Budżet traci, bo nie wygrywają najlepsze oferty
"Rzeczpospolita" zwraca uwagę na straty
budżetu państwa wynikające z tego, iż przetargów ogłaszanych przez
administrację i wojsko nie wygrywają najtańsze i najlepsze oferty.
Gazeta na przykładzie trzech przetargów wyliczyła, że straty
wyniosły około miliona złotych.
09.08.2003 | aktual.: 09.08.2003 08:01
Armia przepłaciła wiosną tego roku pół miliona zł tylko w jednym przetargu na dostawę oleju lotniczego, nie dopuszczając do zamówienia konkurencyjnego produktu. Z kolei Ministerstwo Zdrowia, wybierając droższe defibrylatory, zapłaciło co najmniej o 240 tys. zł więcej, niż powinno.
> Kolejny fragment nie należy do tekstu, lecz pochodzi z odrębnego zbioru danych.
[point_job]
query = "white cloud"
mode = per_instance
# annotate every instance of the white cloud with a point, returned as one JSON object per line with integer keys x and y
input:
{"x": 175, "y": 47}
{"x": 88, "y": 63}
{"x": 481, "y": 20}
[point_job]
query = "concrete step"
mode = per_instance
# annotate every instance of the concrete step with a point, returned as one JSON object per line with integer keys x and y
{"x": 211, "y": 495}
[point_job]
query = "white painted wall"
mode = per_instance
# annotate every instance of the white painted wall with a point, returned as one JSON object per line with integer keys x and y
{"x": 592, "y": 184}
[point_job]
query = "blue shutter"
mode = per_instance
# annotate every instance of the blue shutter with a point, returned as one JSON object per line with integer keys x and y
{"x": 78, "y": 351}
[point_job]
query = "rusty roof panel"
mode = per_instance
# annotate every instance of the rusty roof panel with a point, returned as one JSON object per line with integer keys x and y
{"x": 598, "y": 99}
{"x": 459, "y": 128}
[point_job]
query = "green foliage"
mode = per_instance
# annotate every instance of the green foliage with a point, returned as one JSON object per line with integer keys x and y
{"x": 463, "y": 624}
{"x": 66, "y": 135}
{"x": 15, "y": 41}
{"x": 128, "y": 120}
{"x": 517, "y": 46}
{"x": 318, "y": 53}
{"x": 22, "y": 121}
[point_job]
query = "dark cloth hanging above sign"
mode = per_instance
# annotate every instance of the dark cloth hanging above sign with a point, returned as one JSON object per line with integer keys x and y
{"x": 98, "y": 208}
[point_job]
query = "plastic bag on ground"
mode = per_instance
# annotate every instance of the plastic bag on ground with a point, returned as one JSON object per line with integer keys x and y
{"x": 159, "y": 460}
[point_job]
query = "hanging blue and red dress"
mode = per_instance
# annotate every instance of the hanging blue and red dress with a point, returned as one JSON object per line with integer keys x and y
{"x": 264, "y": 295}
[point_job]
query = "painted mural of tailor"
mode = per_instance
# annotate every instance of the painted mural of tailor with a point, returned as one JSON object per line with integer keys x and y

Skarb Państwa wybrał droższe o 84 tys. zł samochody, bo komisja przetargowa nie sprawdziła wiarygodności informacji przedstawionych przez oferenta - wylicza "Rz".
Zdaniem autorki redakcyjnego komentarza, Anny Słojewskiej, są dwa sposoby, aby państwo za dostarczane mu usługi i towary płaciło jak najmniej. Pierwszy to udoskonalać procedury przetargowe, aby były jak najbardziej przejrzyste i dawały urzędnikom jak najmniej możliwości swobodnej interpretacji przepisów - pisze Słojewska.
Drugi sposób polega na tym, aby zmniejszć popyt państwa. Niech podzieli się ze sferą prywatną częścią swoich zadań. Ministerstwa będą wtedy mniej zamawiać, a podatnicy - mniej tracić - uważa publicystka "Rz".